The Unseen World by Liz Moore
4.0

This story of a girl unraveling the mystery of her father's life, as he loses his battle with Alzheimer's, felt so real and raw, almost like a memoir. The cast of characters were wonderfully idiosyncratic and I loved them all. It was also a compelling coming of age story, with some astute gems like this one on teen girls:
"Ada could barely keep up with their swinging, shifting moods. They seemed to her like birds in flight, like starlings, changing direction with such collective unspoken force that it seemed as if they shared a central root system, a pine barren jointed together and invisibly beneath the earth."

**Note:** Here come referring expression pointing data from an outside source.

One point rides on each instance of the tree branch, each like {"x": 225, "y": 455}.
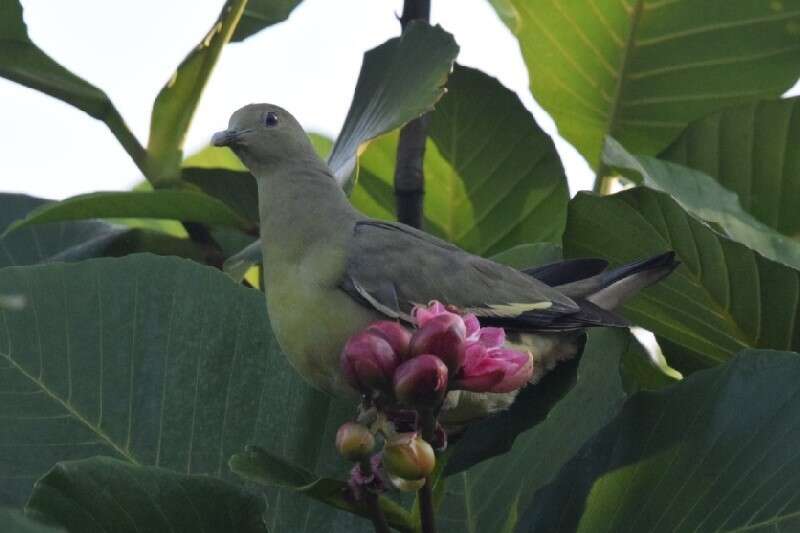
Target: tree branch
{"x": 409, "y": 179}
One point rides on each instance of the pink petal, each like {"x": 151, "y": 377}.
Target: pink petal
{"x": 519, "y": 369}
{"x": 492, "y": 337}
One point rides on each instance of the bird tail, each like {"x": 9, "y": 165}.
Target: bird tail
{"x": 586, "y": 279}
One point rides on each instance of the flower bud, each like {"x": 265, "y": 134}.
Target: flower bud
{"x": 394, "y": 333}
{"x": 406, "y": 485}
{"x": 354, "y": 441}
{"x": 421, "y": 381}
{"x": 408, "y": 457}
{"x": 442, "y": 336}
{"x": 493, "y": 369}
{"x": 368, "y": 362}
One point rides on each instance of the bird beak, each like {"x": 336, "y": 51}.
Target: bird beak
{"x": 226, "y": 137}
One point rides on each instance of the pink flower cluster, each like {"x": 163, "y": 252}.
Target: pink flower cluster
{"x": 447, "y": 351}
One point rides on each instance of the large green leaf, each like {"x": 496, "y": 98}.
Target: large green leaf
{"x": 493, "y": 178}
{"x": 25, "y": 63}
{"x": 702, "y": 196}
{"x": 259, "y": 14}
{"x": 751, "y": 150}
{"x": 489, "y": 496}
{"x": 14, "y": 521}
{"x": 175, "y": 105}
{"x": 157, "y": 361}
{"x": 711, "y": 453}
{"x": 640, "y": 70}
{"x": 724, "y": 297}
{"x": 399, "y": 80}
{"x": 259, "y": 466}
{"x": 191, "y": 206}
{"x": 102, "y": 494}
{"x": 74, "y": 241}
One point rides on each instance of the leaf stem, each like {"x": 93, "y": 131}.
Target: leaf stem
{"x": 409, "y": 177}
{"x": 379, "y": 521}
{"x": 425, "y": 494}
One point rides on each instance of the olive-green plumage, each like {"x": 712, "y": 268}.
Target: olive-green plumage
{"x": 329, "y": 271}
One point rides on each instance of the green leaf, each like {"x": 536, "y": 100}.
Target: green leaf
{"x": 707, "y": 454}
{"x": 259, "y": 14}
{"x": 103, "y": 494}
{"x": 640, "y": 71}
{"x": 236, "y": 189}
{"x": 495, "y": 435}
{"x": 750, "y": 149}
{"x": 487, "y": 188}
{"x": 75, "y": 241}
{"x": 705, "y": 198}
{"x": 14, "y": 521}
{"x": 399, "y": 80}
{"x": 724, "y": 297}
{"x": 524, "y": 256}
{"x": 488, "y": 496}
{"x": 158, "y": 361}
{"x": 237, "y": 265}
{"x": 176, "y": 103}
{"x": 25, "y": 63}
{"x": 260, "y": 466}
{"x": 191, "y": 206}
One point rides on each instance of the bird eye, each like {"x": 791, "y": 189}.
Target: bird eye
{"x": 271, "y": 119}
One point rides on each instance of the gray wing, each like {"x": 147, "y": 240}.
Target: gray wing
{"x": 393, "y": 267}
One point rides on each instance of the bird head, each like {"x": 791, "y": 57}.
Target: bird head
{"x": 265, "y": 135}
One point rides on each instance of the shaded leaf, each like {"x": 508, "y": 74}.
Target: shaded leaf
{"x": 188, "y": 206}
{"x": 237, "y": 265}
{"x": 260, "y": 466}
{"x": 705, "y": 198}
{"x": 724, "y": 297}
{"x": 175, "y": 104}
{"x": 75, "y": 241}
{"x": 495, "y": 435}
{"x": 489, "y": 496}
{"x": 25, "y": 63}
{"x": 524, "y": 256}
{"x": 235, "y": 188}
{"x": 14, "y": 521}
{"x": 399, "y": 80}
{"x": 157, "y": 361}
{"x": 640, "y": 71}
{"x": 219, "y": 173}
{"x": 103, "y": 494}
{"x": 488, "y": 187}
{"x": 751, "y": 150}
{"x": 259, "y": 14}
{"x": 707, "y": 454}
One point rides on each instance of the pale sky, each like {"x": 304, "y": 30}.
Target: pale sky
{"x": 308, "y": 64}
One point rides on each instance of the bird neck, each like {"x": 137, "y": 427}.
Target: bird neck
{"x": 301, "y": 205}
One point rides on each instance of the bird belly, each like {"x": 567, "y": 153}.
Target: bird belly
{"x": 312, "y": 321}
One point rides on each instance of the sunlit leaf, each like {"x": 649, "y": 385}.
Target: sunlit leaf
{"x": 492, "y": 178}
{"x": 640, "y": 70}
{"x": 399, "y": 80}
{"x": 103, "y": 494}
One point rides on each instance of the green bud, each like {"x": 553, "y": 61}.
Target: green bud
{"x": 354, "y": 442}
{"x": 408, "y": 457}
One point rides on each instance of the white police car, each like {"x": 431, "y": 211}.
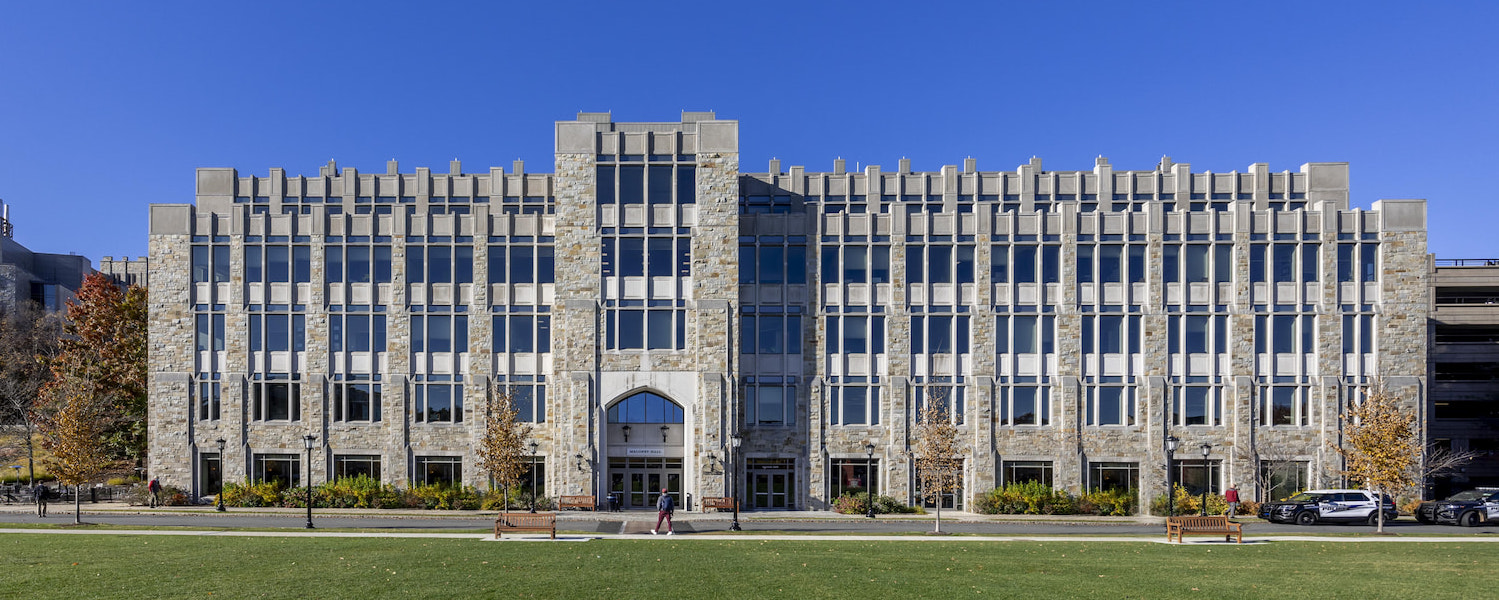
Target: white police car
{"x": 1330, "y": 506}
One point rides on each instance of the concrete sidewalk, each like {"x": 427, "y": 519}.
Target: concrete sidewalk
{"x": 116, "y": 507}
{"x": 756, "y": 537}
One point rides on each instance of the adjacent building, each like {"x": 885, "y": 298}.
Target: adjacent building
{"x": 1465, "y": 369}
{"x": 669, "y": 320}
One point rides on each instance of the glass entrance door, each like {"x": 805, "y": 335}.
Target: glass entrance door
{"x": 639, "y": 482}
{"x": 772, "y": 489}
{"x": 771, "y": 483}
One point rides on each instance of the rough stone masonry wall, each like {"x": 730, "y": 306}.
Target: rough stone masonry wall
{"x": 170, "y": 351}
{"x": 574, "y": 323}
{"x": 712, "y": 320}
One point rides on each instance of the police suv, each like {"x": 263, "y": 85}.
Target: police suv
{"x": 1466, "y": 509}
{"x": 1327, "y": 506}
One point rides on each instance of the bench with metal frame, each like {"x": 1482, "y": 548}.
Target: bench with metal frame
{"x": 517, "y": 522}
{"x": 580, "y": 503}
{"x": 1204, "y": 525}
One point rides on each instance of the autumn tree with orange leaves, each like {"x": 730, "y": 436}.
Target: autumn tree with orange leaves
{"x": 74, "y": 425}
{"x": 502, "y": 446}
{"x": 104, "y": 342}
{"x": 1381, "y": 444}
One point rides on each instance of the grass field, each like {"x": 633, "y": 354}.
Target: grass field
{"x": 38, "y": 566}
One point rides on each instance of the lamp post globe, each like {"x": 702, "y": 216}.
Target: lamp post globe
{"x": 1205, "y": 450}
{"x": 733, "y": 477}
{"x": 219, "y": 500}
{"x": 1171, "y": 489}
{"x": 306, "y": 441}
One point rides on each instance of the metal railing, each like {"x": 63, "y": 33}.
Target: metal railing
{"x": 1468, "y": 261}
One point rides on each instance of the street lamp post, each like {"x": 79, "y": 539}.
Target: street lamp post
{"x": 868, "y": 482}
{"x": 733, "y": 476}
{"x": 1205, "y": 482}
{"x": 534, "y": 477}
{"x": 221, "y": 444}
{"x": 306, "y": 441}
{"x": 1171, "y": 491}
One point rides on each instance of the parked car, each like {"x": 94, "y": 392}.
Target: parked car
{"x": 1328, "y": 506}
{"x": 1466, "y": 509}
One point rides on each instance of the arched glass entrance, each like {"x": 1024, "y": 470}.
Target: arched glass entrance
{"x": 645, "y": 450}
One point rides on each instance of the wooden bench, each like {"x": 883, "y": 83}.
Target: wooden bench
{"x": 580, "y": 503}
{"x": 516, "y": 522}
{"x": 1204, "y": 525}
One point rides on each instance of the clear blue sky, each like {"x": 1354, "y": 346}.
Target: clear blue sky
{"x": 108, "y": 107}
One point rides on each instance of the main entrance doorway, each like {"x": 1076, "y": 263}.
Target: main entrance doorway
{"x": 772, "y": 483}
{"x": 645, "y": 450}
{"x": 639, "y": 482}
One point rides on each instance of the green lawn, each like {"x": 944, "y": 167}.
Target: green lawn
{"x": 38, "y": 566}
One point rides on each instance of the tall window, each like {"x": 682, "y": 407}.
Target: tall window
{"x": 438, "y": 398}
{"x": 772, "y": 260}
{"x": 771, "y": 402}
{"x": 1283, "y": 404}
{"x": 1196, "y": 401}
{"x": 356, "y": 465}
{"x": 278, "y": 264}
{"x": 853, "y": 399}
{"x": 853, "y": 476}
{"x": 1023, "y": 471}
{"x": 1113, "y": 476}
{"x": 356, "y": 398}
{"x": 856, "y": 261}
{"x": 438, "y": 470}
{"x": 528, "y": 393}
{"x": 946, "y": 392}
{"x": 275, "y": 398}
{"x": 1111, "y": 402}
{"x": 439, "y": 261}
{"x": 522, "y": 260}
{"x": 771, "y": 333}
{"x": 281, "y": 468}
{"x": 522, "y": 333}
{"x": 1026, "y": 402}
{"x": 940, "y": 261}
{"x": 357, "y": 263}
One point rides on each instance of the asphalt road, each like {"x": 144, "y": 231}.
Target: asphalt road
{"x": 642, "y": 522}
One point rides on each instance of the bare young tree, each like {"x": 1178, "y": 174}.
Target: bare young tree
{"x": 1381, "y": 444}
{"x": 1438, "y": 461}
{"x": 29, "y": 339}
{"x": 72, "y": 426}
{"x": 939, "y": 467}
{"x": 502, "y": 452}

The jumping back and forth in time to reveal plot points could be jarring for some, but I thought this created the perfect level of suspense. I also loved the way the author employed characters imbued in the science of AI to tell a story of what makes us human.
"sometimes, in her bed at night, Ada pondered the idea that she, in fact, was a machine --or that all humans were machines programmed in utero by their DNA, the human body a sort of hardware that possessed within it preloaded, self-executing software. And what, she wondered, did they say about the nature of existence? And what did it say about predestination? Fate? God?"
Sometimes it got a little long in the tooth, but overall, it was a haunting and memorable novel with one of the best epilogues I've ever read.